/blazor-pages

An example of how to automate the deployment of client-side Blazor to Github Pages

Primary LanguageHTMLMIT LicenseMIT

Blazor Pages

Azure Status Actions Status

This project is an example of using Azure Pipelines / GitHub Actions to automatically deploy a client-side Blazor app to Github Pages. For a live demo, check the following link:

https://fernando.andreu.info/blazor-pages/

Microsoft Docs already contains a general overview of the steps needed for a successful deploy, including an example of the final result (repository / live site).

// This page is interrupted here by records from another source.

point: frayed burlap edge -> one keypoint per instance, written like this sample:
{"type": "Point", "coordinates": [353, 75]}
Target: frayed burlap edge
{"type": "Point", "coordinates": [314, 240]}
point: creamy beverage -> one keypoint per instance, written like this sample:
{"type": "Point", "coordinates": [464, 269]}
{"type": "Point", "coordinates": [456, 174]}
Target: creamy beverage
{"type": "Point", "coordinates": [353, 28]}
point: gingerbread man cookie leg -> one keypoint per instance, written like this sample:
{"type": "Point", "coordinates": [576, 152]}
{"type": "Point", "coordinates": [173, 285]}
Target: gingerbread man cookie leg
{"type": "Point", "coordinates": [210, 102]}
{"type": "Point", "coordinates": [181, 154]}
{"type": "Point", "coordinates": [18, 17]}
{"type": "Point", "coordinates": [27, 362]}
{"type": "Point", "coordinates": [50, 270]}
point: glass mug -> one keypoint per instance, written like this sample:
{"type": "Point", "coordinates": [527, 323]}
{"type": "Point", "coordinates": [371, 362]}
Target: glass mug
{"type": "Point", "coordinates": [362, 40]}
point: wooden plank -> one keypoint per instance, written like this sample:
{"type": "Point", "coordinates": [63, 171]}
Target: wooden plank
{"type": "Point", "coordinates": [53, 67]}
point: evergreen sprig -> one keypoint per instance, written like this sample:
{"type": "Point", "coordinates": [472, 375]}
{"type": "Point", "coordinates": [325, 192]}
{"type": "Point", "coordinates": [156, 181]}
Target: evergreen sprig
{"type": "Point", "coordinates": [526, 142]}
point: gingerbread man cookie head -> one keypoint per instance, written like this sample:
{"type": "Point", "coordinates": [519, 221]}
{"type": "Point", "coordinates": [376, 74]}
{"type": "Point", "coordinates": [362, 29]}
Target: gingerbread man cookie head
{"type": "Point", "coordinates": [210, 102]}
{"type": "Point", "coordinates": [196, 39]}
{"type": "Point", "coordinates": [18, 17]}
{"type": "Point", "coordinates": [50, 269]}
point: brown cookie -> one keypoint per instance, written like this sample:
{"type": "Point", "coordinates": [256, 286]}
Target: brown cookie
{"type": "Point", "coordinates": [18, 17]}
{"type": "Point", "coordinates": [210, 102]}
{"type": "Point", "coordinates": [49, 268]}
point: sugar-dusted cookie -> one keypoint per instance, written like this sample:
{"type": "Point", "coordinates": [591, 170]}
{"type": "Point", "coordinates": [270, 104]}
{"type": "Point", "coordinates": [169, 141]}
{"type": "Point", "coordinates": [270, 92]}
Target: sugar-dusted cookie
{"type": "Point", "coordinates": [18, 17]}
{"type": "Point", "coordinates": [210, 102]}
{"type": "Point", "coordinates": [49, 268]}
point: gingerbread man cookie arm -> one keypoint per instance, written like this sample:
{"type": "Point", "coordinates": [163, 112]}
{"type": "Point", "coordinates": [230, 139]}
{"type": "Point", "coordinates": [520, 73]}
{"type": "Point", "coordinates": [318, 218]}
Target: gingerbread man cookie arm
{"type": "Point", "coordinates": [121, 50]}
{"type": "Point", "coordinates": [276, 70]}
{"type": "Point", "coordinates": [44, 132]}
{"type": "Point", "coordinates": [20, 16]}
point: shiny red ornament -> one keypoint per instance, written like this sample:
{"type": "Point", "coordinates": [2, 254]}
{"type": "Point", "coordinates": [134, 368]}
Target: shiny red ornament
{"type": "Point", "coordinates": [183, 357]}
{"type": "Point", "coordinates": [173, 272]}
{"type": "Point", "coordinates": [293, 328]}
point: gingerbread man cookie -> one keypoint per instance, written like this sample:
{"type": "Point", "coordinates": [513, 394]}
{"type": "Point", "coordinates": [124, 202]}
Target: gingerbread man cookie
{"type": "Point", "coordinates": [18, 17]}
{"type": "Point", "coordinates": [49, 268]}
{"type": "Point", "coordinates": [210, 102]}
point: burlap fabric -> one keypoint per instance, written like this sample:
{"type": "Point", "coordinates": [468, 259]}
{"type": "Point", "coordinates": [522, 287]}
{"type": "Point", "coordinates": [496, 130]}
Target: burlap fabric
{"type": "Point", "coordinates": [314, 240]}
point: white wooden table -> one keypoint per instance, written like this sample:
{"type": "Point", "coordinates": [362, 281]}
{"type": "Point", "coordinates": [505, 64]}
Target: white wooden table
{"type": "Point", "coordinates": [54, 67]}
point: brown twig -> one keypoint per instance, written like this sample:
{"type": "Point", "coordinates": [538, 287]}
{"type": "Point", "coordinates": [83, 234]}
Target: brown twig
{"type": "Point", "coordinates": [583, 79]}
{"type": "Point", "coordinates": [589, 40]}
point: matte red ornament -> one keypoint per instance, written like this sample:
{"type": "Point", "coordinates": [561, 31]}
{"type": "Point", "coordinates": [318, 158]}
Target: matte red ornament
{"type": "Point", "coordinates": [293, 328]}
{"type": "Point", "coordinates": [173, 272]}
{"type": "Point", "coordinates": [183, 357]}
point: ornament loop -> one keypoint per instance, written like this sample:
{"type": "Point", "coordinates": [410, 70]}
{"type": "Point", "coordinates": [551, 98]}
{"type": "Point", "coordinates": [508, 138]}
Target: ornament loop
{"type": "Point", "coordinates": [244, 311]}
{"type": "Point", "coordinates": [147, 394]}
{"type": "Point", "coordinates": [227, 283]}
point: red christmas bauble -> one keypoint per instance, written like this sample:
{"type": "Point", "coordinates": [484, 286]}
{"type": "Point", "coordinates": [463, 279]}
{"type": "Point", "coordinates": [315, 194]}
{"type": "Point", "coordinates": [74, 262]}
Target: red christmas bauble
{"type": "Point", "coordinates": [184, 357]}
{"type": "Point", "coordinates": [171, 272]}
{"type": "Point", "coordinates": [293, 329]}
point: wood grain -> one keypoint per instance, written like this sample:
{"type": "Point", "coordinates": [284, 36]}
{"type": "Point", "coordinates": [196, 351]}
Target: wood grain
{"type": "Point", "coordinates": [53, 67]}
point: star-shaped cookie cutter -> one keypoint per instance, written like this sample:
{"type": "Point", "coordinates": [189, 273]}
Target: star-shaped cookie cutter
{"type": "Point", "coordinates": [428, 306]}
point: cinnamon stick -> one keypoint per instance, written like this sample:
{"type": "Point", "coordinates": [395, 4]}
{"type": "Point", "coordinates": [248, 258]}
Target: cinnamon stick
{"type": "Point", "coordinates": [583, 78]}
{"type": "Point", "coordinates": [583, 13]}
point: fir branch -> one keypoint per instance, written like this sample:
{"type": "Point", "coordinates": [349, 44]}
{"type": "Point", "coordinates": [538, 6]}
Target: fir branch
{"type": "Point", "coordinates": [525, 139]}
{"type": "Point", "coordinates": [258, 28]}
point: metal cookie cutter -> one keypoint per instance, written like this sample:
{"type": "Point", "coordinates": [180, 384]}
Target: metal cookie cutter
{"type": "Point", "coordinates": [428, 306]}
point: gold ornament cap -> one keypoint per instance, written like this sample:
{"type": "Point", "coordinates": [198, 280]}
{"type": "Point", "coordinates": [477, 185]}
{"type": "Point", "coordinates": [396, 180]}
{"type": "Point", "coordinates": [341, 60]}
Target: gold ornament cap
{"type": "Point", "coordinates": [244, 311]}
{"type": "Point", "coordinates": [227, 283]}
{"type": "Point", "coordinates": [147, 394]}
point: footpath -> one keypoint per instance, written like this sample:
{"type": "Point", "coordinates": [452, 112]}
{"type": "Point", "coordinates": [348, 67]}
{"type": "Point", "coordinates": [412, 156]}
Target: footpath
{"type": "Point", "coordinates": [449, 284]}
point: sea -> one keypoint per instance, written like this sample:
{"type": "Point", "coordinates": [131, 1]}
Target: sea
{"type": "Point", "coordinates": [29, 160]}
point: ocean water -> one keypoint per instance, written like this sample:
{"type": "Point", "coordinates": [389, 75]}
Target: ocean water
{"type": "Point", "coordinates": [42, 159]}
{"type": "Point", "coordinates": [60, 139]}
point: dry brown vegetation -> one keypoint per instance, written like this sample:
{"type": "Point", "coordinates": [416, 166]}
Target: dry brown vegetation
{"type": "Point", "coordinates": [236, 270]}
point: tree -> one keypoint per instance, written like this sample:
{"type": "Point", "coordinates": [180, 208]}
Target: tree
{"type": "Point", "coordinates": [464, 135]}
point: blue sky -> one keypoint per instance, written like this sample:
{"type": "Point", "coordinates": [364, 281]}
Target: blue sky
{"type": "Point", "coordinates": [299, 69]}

This project goes one step ahead by:

  • providing the full solution from where the pages are built;
  • showing the use of an auxiliary Shared project which could be re-used in the ASP.NET Core server (similarly to how the combined client- and server-side Blazor template does); and
  • automating the entire build and deployment to GitHub Pages.

How it works

The CI pipelines first perform a normal dotnet publish of the app, which will generate a dist bundle ready to be deployed. This bundle is then pushed differently depending on the CI environment:

  • Azure Pipelines: the bundle is force pushed to gh-pages by using raw Git commands
  • GitHub Actions: an already existing action is used to push the bundle to gh-pages-from-actions (this will need to be renamed to gh-pages to host your website from this branch)

How to use this for your own project

The <base> url in index.html will need to be modified depending on where the project is deployed. If deploying on the root level, set segmentCount = 0 in 404.html as well.

When testing on localhost, the applicationUrl for IIS Express in launchSettings.json will need to be updated to reflect the same base url as in index.html.

Paths in the Azure Pipelines yaml file / GitHub Actions workflow may need to be updated accordingly.

The presence of the .nojekyll file in wwwroot can be quite important.

CI / CD

The Azure pipeline is expecting access to one variable group named GitHubPATGroup, which should contain the following three variables:

  • GitHubPAT: A Personal Access Token with sufficient permission to (force) push to the gh-pages branch
  • GitHubName: The name of the user committing to the gh-pages branch
  • GitHubEmail: The email of the user committing to the gh-pages branch

The gh-pages branch must exist already for the deployment to be successful (this is a temporary limitation in the pipeline configuration).

In the case of GitHub Actions, only a single secret is needed: ACCESS_TOKEN, equivalent to GitHubPAT above. An example of a full deployment using GitHub Actions can also be found in my blazor-fractals repository.